Dr. Morris and party, Jhansi (recto); Mr. MacNull, Jhansi (verso)
1884
From the collection of Cleveland Museum of Art
1884
From the collection of Cleveland Museum of Art
Dr. Morris and party, Jhansi (recto); Mr. MacNull, Jhansi (verso) is a 1884 by Raja Deen Dayal, a Impressionism work, held at Cleveland Museum of Art.
Here’s a man in a suit standing beside two seated British officers in a garden. Behind them, Indian servants hold umbrellas and trays. This isn’t just a portrait—it’s a photograph from an album made for a British official in India. The image shows the divide between colonial rulers and local workers, all posed carefully for the camera. Raja Deen Dayal was one of the first Indian photographers to document British life in India, blending art with record-keeping. To see more of his work, look up Raja Deen Dayal (Indian, 1844–1905).

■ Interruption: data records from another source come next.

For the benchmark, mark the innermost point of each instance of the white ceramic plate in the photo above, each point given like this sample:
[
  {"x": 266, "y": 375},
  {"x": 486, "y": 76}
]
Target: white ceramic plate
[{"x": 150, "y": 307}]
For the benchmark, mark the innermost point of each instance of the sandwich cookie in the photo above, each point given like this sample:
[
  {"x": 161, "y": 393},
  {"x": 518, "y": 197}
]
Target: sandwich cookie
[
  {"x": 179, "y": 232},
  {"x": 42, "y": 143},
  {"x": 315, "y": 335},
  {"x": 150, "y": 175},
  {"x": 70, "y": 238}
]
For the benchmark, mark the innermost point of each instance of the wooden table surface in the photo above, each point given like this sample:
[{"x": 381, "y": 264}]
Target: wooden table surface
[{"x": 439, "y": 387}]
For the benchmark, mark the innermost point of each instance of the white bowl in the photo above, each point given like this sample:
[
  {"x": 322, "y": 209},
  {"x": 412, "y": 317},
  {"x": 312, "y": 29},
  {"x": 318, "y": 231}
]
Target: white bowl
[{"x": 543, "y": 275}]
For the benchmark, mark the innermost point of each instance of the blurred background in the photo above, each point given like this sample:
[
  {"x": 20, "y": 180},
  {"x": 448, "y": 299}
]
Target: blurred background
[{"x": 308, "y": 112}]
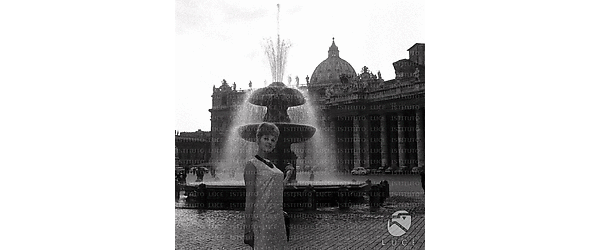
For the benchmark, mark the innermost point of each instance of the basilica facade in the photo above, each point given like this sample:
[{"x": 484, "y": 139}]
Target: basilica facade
[{"x": 371, "y": 122}]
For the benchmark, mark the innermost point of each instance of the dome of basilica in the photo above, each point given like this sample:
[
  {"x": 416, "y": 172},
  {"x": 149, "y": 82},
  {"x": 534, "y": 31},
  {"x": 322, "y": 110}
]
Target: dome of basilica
[{"x": 329, "y": 70}]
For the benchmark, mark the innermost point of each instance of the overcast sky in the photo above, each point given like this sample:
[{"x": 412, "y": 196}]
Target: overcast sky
[{"x": 216, "y": 40}]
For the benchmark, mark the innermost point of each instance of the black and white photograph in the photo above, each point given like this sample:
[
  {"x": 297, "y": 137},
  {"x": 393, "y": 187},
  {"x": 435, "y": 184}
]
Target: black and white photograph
[{"x": 300, "y": 124}]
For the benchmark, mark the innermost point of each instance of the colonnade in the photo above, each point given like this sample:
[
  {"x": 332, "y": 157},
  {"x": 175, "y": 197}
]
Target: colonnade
[{"x": 380, "y": 139}]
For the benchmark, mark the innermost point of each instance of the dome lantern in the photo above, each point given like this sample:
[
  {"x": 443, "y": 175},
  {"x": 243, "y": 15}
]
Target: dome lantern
[{"x": 330, "y": 69}]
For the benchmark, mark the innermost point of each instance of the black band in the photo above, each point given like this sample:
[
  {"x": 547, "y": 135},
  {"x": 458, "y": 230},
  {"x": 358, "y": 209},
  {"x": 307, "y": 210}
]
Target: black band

These photographs are part of an album, now disassembled, of around 105 photographs taken in India between 1885 and summer 1887 that provide glimpses into the lives of the British colonial elite and royal and upper-class Indians. The museum holds another group of 37 pictures from this album (2016.266), which was probably commissioned by a British civil servant visiting or working in India around 1888 as a personal souvenir of his experiences there.
Raja Deen Dayal is regarded now, and was considered during his lifetime, to be India’s most important 19th-century photographer.
Read the full account in the museum source.
Raja Lala Deen Dayal, famously known as Raja Deen Dayal) was an Indian photographer.